When I arrived in Sunderland last week for my work placement at the Echo, it is fair to say that I did not expect it to include an interview with the Deputy Prime Minister in London.
Yet there I was, at Channel 4's Westminster HQ in Millbank Tower on Thursday afternoon, having done exactly that.
It all started late on Wednesday afternoon when the
Echo's Tom White pointed out to me that Channel 4
News was looking for people currently on a placement
to talk about how they are finding the experience.
I responded on Twitter to presenter Cathy Newman
and later took a phone call from a member of staff to
ask me a few more questions.
Within 90 minutes, I had been told that Nick Clegg
was coming in and that they would like me to head
down to talk to him about the Government's new
internship proposals. It meant I would have to be on
a train out of Newcastle at 4.45am but this was too
good an opportunity to miss (especially since they
offered to pay for my travel).
So after an unspeakably early start and a few hours
of travelling, I found myself sitting down with Cathy,
Mr Clegg and another young media hopeful, Nur
Hannah Wan, chatting away about the pros and
cons of a new policy announcement for the 7pm news.
To say it was all a bit surreal is an understatement,
especially since the highlight of my day on Wednesday
was a city council meeting!
The whole thing lasted about 15 minutes and we quizzed the Liberal Democrat leader on the way in which some businesses exploit interns. The discussion centred mostly around the issue of financial support and how those not receiving any are supposed to take advantage of the potential opportunities that are available to them.
Certainly, good placements can be invaluable to somebody like myself, trying to get a foot in the door but many are denied the chance to take one because they simply cannot afford to do it. The new proposals aim to open up the internship process, which Mr Clegg said was often based on a "who you know, not what you know" system but, worryingly, they seem to backtrack from the guarentee of at least a minimum wage for full-time interns.
"Striking the balance is very difficult," said Mr Clegg. "If you legislate for a minimum wage then businesses may well stop offering placements all together."
It goes without saying this was a fantastic experience.

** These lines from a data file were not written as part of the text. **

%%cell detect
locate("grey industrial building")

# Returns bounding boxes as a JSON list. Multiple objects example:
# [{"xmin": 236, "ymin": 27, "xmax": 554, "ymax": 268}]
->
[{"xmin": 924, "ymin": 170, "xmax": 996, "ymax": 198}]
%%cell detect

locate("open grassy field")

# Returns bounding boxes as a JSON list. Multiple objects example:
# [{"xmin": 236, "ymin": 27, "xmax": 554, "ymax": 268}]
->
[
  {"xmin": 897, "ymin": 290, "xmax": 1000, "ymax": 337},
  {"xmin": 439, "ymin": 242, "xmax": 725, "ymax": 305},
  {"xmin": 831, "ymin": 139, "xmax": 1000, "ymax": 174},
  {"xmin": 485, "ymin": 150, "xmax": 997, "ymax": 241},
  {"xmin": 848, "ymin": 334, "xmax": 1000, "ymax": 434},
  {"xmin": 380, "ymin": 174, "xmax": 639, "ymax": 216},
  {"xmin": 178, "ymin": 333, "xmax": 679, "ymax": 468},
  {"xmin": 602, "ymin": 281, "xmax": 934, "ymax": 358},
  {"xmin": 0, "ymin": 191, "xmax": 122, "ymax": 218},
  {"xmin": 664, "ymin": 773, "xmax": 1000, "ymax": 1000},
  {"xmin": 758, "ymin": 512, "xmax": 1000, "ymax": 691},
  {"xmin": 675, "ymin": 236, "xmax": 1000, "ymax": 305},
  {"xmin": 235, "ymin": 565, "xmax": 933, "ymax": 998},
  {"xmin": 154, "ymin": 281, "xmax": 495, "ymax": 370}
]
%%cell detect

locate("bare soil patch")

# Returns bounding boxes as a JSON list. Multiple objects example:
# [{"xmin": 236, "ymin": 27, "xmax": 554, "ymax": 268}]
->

I was able to work in the ITN newsroom and introduce myself to some influential people in the profession, to say nothing of the experience gained by interviewing a major statesman like Nick Clegg.
Nur Hannah had a few horror stories about work placements she had endured but fortunately I had nothing but good words to say about mine, including this week at the Echo, where I have been made to feel very welcome and given plenty of opportunities to get involved in producing stories.
I am back in the Sunderland Echo newsroom this week, looking forward to what my second week might bring. Anything less than a meeting with David Cameron at Number 10 and I will not be happy!